- UB-148 at sea, a U-boat similar to UB-119.

History

German Empire
- Name: UB-119
- Ordered: 6 / 8 February 1917
- Builder: AG Weser, Bremen
- Cost: 3,654,000 German Papiermark
- Yard number: 292
- Laid down: 10 April 1917
- Launched: 13 December 1917
- Commissioned: 9 February 1918
- Fate: Missing after 5 May 1918

General characteristics
- Class & type: Type UB III submarine
- Displacement: 512 t (504 long tons) surfaced; 643 t (633 long tons) submerged;
- Length: 55.85 m (183 ft 3 in) (o/a)
- Beam: 5.80 m (19 ft)
- Draught: 3.72 m (12 ft 2 in)
- Propulsion: 2 × propeller shaft; 2 × Daimler four-stroke 6-cylinder diesel engines, 1,050 bhp (780 kW); 2 × Siemens-Schuckert electric motors, 780 shp (580 kW);
- Speed: 13.9 knots (25.7 km/h; 16.0 mph) surfaced; 7.6 knots (14.1 km/h; 8.7 mph) submerged;
- Range: 7,280 nmi (13,480 km; 8,380 mi) at 6 knots (11 km/h; 6.9 mph) surfaced; 55 nmi (102 km; 63 mi) at 4 knots (7.4 km/h; 4.6 mph) submerged;
- Test depth: 50 m (160 ft)
- Complement: 3 officers, 31 men
- Armament: 5 × 50 cm (19.7 in) torpedo tubes (4 bow, 1 stern); 10 torpedoes; 1 × 8.8 cm (3.46 in) deck gun;

Service record
- Part of: III Flotilla; 20 April – 5 May 1918;
- Commanders: Oblt.z.S. Walter Kolbe; 9 February – 5 May 1918;
- Operations: 1 patrol
- Victories: None

= SM UB-119 =

SM UB-119 was a German Type UB III submarine or U-boat in the German Imperial Navy (Kaiserliche Marine) during World War I. She was commissioned into the German Imperial Navy on 9 February 1918 as SM UB-119.

UB-119 went missing after 5 May 1918; last contact was off the northern coast of Ireland.

==Construction==

She was built by AG Weser of Bremen and following just under a year of construction, launched at Bremen on 13 December 1917. UB-119 was commissioned early the next year under the command of Oblt.z.S. Walter Kolbe.
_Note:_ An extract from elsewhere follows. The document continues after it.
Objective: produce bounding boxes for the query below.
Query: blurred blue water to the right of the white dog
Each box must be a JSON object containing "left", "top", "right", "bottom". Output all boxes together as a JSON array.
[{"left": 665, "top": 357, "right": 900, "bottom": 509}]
Like all Type UB III submarines, UB-119 carried 10 torpedoes and was armed with a 8.8 cm deck gun. UB-119 would carry a crew of up to 3 officer and 31 men and had a cruising range of 7,280 nmi. UB-119 had a displacement of 512 t while surfaced and 643 t when submerged. Her engines enabled her to travel at 13.9 kn when surfaced and 7.6 kn when submerged.

==Previously recorded fate==
UB-119 was previously thought to have been rammed by at between Rathlin Island and the Irish coast. Research by Pamela Armstrong established that UB-119 attacked the steamer Wheatear by gunfire in the same area four hours after the Green Island incident.